For his part, Stillman sees the decision as an abandonment of the original vision for Prime Video in favor of a new flavor of the month: IP, or intellectual property. “I think Jeff Bezos had ‘Game of Thrones’ envy,” said Stillman. “He wanted to change the regime.” (Amazon MGM Studios denied Stillman’s claim, saying the company’s focus on IP came after the end of pilot season. It was in 2017, the year of the final Pilot Season, that Amazon purchased the rights to produce “The Lord of the Rings” prequel series “The Rings of Power.”)

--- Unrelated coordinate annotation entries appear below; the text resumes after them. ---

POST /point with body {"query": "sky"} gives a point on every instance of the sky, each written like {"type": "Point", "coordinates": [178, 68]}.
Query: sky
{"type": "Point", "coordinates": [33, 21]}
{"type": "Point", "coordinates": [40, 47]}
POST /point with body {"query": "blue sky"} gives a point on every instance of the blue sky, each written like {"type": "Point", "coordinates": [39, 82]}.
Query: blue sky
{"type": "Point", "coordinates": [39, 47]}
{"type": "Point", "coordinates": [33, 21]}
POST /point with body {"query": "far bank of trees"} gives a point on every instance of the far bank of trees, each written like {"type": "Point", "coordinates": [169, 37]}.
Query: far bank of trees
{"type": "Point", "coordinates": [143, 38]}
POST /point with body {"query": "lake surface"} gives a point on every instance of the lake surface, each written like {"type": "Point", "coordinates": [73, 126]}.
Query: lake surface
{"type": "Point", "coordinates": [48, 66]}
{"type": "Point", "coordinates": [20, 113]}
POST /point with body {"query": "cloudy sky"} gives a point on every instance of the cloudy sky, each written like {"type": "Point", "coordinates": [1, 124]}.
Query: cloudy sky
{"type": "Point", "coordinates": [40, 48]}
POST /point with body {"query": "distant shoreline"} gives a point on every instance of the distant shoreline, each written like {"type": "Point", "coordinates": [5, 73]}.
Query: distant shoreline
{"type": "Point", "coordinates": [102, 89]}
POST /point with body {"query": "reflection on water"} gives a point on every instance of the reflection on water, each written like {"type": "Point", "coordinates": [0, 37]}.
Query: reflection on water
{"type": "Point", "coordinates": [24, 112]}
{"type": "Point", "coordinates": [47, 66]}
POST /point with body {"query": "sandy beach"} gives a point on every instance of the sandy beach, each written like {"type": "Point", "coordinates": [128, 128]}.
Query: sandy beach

When “The Marvelous Mrs. Maisel” concluded earlier this year, becoming the last of the series that came out of the program to go off the air, Pilot Season officially became part of the history of streaming, and no longer part of its present. It now registers as a relic of promise — of transparency for viewers, freedom for creators, great television for all — that has since been lost. Though new contracts for writers and actors may improve the situation, viewership data, to say nothing of algorithmic details, remains hard to pin down. Ad-supported streaming, coming to Prime Video on Jan. 29, is in the ascendance across the industry. The onetime explosion of content, and the experimentation it propelled, first slowed, and may now reverse. TV shows and streaming movies can once again be canceled shortly after premiering (and sometimes even before), then erased entirely. A decade after Pilot Season signaled the start of a streaming revolution, viewers are no more able to engage in programming decisions than they ever were, by voting with their feet.


The pilots that premiered during Pilot Season still have web pages, though the episodes are no longer able to be viewed. Amazon’s main web page for the program has also been wiped. If there’s any lesson to be taken from the first decade-plus of streaming, it might be the one communicated by this minuscule detail: If something doesn’t work at scale, it can all too easily disappear entirely.